For Saturday night, Red Rider Stadium will be home for the St. Paul Flyers and Wellsville Tigers.
The Division VII, Region 23 football teams will play in the second round at 7 p.m. with the winner moving on and the loser going home.
St. Paul (10-1) opened the postseason with a 55-7 win over Southington Chalker, while Wellsville (9-2) gained a 39-21 decision over Mapleton in first-round action.
“It’s nice to get that first playoff win under our belts,’’ Flyers coach John Livengood said. “It was great for our seniors to get a win in their last game at Whitney Field. We were able to get everyone on the field for a significant amount of time.’’
The Flyers are the second seed, while the Tigers check in third.
Livengood was able to see the Orrville facilities earlier in the week.
“We got to see the Bobby Knight gym,’’ he said. “They have new turf field and new stands. We look forward to traveling that way. It’s near Massillon — the heart of football in Ohio.’’
St. Paul has experience on field turf, playing teams such as St. Mary Central Catholic (at Strobel Field), Tiffin Calvert and Huron during a given season.
“It’s something we’re on once or twice a year,’’ Livengood said. “We have some quickness and we’re able to utilize that quickness.’’
Wellsville, which is located near the West Virginia border, finished the regular season with an 8-2 mark.
They opened with five straight wins, before falling to Lowellville 27-21.
After three more wins, the Tigers closed the regular season with a 25-8 loss to Berlin Center Western Reserve — Region 23’s top-ranked team.
Wellsville trailed Berlin Center Western Reserve, before the eventual 17-point loss.
In the playoff win over Mapleton, junior halfback Zack Mellott led the Tigers with 112 yards rushing on 11 carries.
Senior fullback Brandon Carr added 70 yards on eight attempts.
Wellsville picked up 507 total yards, including 250 on the ground.
Senior Jordan Slone went 8-of-14 for 222 yards passing.
Senior Marcus Moxley made four receptions for 105 yards.
“They’re big upfront and fast in the backfield,’’ Livengood said . “They have a 290-pound left tackle (junior Travis Furbee) and 284-pound right guard (Greg Beatty).
“Their tight end is good-sized (senior Seth Bradford 200 pounds) and fullback (Carr) goes 215,” the coach added. “They’ve got some speed and we have to be prepared for that speed. They’re mostly a spread team, but have a run-oriented offense. They use a lot of wing-T concepts, the tight end runs seam routs and they like to send Moxley deep.’’
Familiar names also appear on Wellsville defense.
“They’re mainly a 50 team,’’ Livengood said. “They’re mainly man coverage, but we’ve seen them jump into a 4-3.’’
The Tigers are making their fourth overall postseason appearance, the last time in 2011.
They have a career 5-3 mark with other playoff appearances in 1994 and 2001.

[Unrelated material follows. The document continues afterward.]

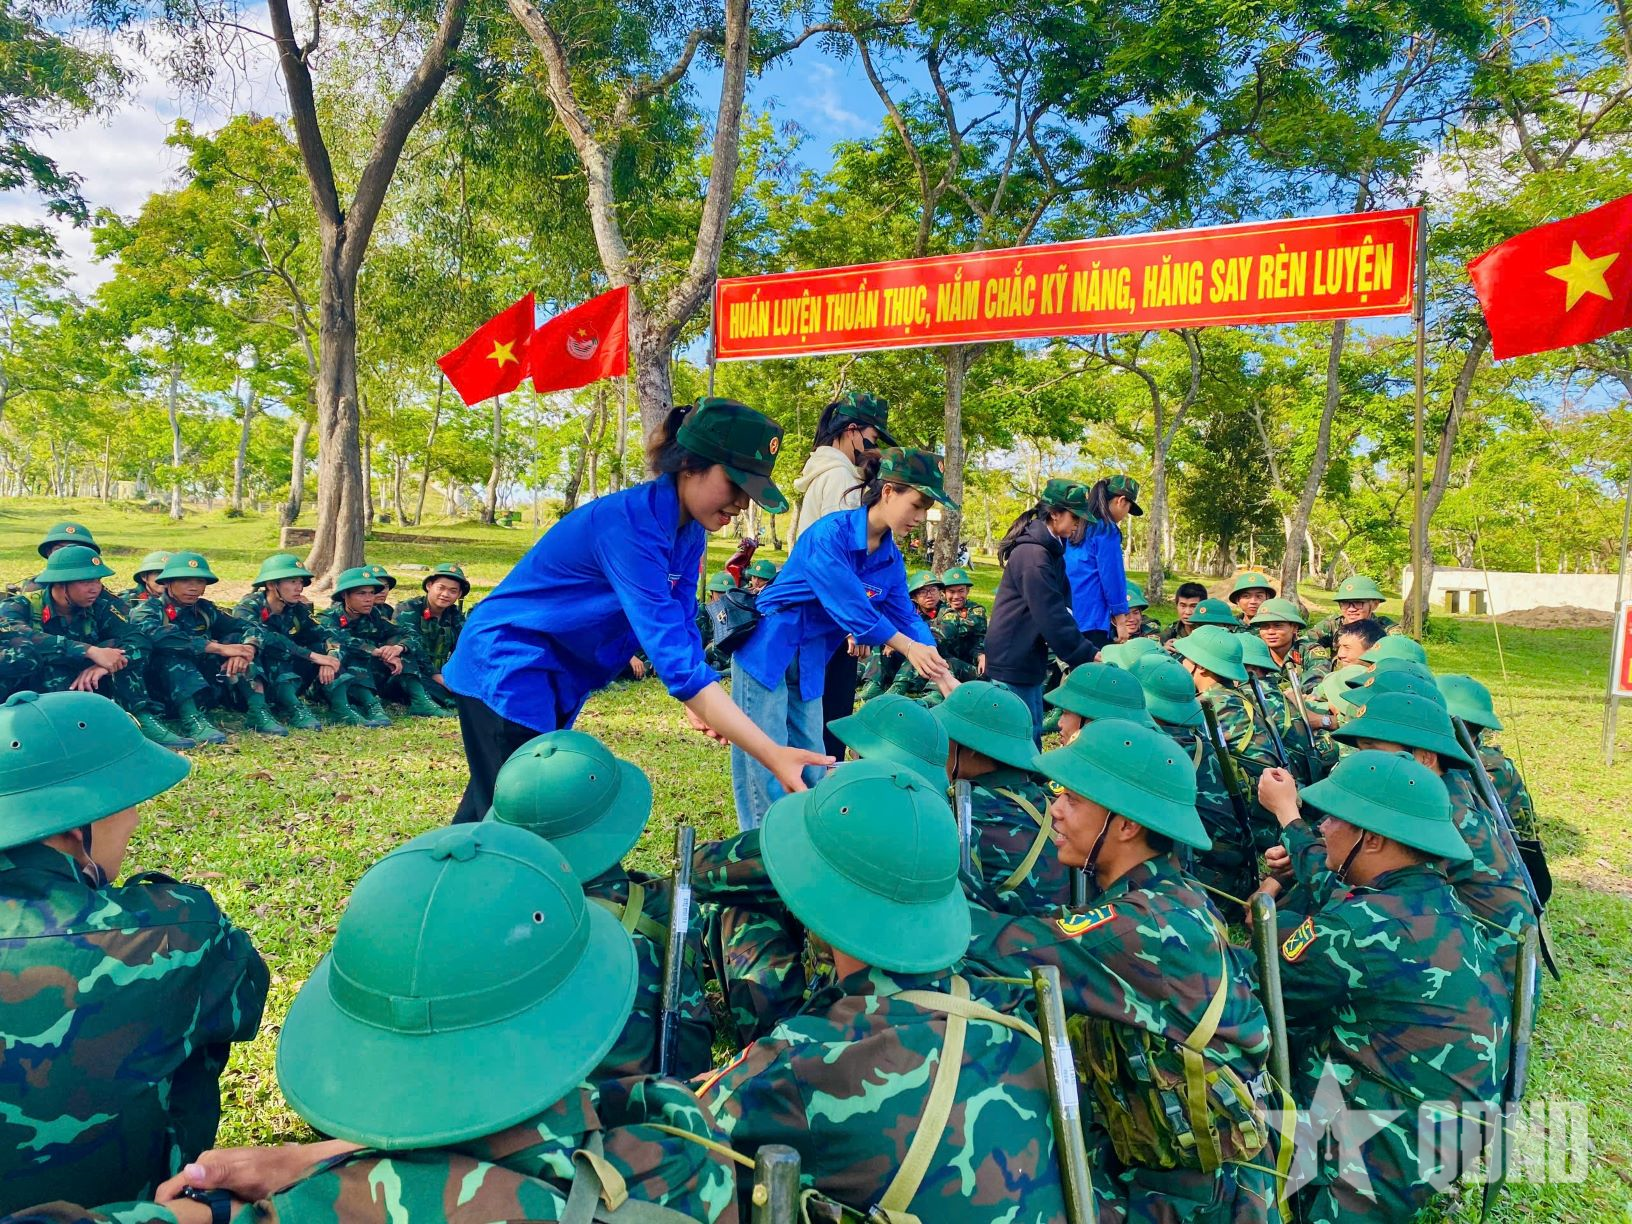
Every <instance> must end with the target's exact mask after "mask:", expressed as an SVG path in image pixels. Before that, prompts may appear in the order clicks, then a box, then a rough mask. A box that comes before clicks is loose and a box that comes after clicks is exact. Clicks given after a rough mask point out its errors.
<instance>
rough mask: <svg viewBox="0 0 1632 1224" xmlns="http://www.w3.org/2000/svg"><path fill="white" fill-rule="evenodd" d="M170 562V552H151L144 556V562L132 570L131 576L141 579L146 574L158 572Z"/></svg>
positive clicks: (149, 573) (138, 578)
mask: <svg viewBox="0 0 1632 1224" xmlns="http://www.w3.org/2000/svg"><path fill="white" fill-rule="evenodd" d="M168 563H170V553H149V555H147V557H144V558H142V563H140V565H139V566H137V568H135V570H132V571H131V576H132V578H135V579H139V581H140V578H142V576H144V574H157V573H158V571H160V570H163V568H165V565H168Z"/></svg>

Wellsville is coached by Rich Wright. He graduated from Ashland University in 1990.
Wright was an Eagle wrestler for former head coaches Mark Osgood and Tom Linder while also under the watch of then-AU assistant Ray Kowatch, whose son, Corey, now is a starter for Mapleton.
Meanwhile, St. Paul jumped on Chalker early and often.
They tallied 21 first-quarter points and added 34 in the second for a 55-7 halftime advantage.
In that first half, St. Paul ran 23 times for 247 yards and six touchdowns.
“I liked the way our kids executed,’’ Livengood said. “Anytime you make the playoffs and are able to have that success, you have to be happy.”
The offensive group up front of Paul Carson and Andrew Spettel at tight end; Ryan Reikowski, Matt VanDootingh and Caleb Riley at left tackle; Cal Meyer left guard; Nate Meyer center; Kyle Rospert and Jacob Ruffing right guard and Eddie Simon right tackle have paved the way for 3,249 yards rushing and 1,037 passing through 11 games.
“We’ve been able to rotate 10 kids in six positions,’’ Livengood said. “That has allowed us to build depth and keep our kids fresh. They guys are communicating well and doing a good job of learning the schemes. We feel like we have four really good running backs.’’
Berlin Center and Danville are the other teams in the region.
“We have to contain their speed offensively, control the line on both sides through great fundamentals and discipline, play great special teams, not allow the big play and pass the ball effectively on our terms,’’ Livengood said.